L'ARF est beaucoup moins enthousiaste sur l'article de la loi qui met à la charge des régions la maintenance des matériels et des logiciels des lycées (article 23) et demande toujours une compensation financière de l'Etat. Le débat serait toujours "ouvert", assure François Bonneau. Autre voie de financement envisagée : les régions pourraient proposer et organiser la mutualisation de personnels entre plusieurs lycées, dans le cadre des futures conférences territoriales de l'action publique envisagées par le projet de loi de modernisation de l'action publique territoriale.

Vers des "internats de la réussite"

A la rentrée 2012, plus de la moitié des lycées d'enseignement général et technologique (LEGT) et des lycées professionnels (LP) avaient un internat. Un sujet non négligeable pour l'ARF, qui travaille aujourd'hui avec le gouvernement au concept des futurs "internats de la réussite". Ces internats d'un type nouveau, en rupture avec celui d'"internat d'excellence" lancé en 2008, s'inscriront dans le cadre du nouveau programme des investissements d'avenir annoncé par le Premier ministre le 9 juillet dernier.
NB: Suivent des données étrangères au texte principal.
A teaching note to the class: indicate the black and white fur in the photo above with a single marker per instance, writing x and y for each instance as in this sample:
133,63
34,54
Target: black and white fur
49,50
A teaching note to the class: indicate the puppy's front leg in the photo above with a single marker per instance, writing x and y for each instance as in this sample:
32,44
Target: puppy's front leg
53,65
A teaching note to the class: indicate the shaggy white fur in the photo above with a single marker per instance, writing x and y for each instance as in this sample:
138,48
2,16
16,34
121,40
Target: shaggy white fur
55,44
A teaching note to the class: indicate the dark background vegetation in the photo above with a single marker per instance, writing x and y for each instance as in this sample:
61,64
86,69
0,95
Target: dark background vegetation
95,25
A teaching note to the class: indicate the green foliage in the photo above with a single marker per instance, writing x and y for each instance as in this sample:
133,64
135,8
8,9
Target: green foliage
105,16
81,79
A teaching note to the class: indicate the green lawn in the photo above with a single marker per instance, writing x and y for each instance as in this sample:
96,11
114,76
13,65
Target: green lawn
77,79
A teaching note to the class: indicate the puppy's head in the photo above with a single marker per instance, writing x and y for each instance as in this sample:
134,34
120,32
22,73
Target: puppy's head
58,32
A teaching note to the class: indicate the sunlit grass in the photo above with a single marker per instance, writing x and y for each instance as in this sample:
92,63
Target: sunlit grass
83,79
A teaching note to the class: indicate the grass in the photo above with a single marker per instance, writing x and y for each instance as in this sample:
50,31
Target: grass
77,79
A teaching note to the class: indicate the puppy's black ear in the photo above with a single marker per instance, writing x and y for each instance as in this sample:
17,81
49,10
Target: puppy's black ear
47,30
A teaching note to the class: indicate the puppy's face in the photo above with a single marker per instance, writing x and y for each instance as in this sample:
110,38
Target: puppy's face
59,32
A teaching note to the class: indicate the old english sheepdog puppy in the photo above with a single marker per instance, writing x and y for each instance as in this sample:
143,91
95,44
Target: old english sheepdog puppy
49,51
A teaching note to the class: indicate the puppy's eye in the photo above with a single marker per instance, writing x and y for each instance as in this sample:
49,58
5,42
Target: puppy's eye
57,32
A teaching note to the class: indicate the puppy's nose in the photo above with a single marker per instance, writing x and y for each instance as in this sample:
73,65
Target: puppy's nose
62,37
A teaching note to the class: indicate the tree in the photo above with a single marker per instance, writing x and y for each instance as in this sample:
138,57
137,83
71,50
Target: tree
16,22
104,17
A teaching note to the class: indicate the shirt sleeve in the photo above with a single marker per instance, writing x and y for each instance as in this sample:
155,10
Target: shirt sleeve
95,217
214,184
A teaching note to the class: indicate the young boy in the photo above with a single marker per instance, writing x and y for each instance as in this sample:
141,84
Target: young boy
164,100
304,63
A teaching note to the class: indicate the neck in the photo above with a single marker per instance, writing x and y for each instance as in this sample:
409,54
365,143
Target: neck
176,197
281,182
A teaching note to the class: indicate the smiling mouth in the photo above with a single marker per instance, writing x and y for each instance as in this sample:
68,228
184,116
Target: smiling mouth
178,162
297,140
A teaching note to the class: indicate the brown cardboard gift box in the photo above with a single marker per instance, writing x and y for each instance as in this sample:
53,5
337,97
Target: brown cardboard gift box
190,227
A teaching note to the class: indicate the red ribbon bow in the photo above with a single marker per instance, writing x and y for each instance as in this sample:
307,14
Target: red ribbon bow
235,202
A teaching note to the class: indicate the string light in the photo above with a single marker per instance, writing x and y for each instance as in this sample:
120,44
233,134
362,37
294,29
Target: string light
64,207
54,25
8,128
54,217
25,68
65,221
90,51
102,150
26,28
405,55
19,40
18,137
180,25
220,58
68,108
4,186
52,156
Les régions, qui assurent depuis 2005 les missions de restauration et d’hébergement des élèves en internat (entretien et fonctionnement des locaux), entendent être associées aux projets académiques et aux politiques de recrutement des établissements "afin d’oeuvrer en matière de mixité sociale, de réussite scolaire et d’accès à une offre de formation diversifiée".
Enfin, avec la loi de refondation de l’école, la région peut signer le contrat d’objectifs jusque-là conclu uniquement entre le lycée et l’autorité académique. Le document transcrira de manière très concrète les responsabilités de la collectivité : mise en application des objectifs de la carte des formations, développement du numérique éducatif, restauration scolaire (approvisionnement, pédagogie de l'alimentation…), internat, ouverture à l'international, ouverture de l'établissement sur son environnement…
Une convention-cadre devrait se formaliser dans le cadre d'une phase d'expérimentation. Les premières seraient signées pour l'année scolaire 2014-2015.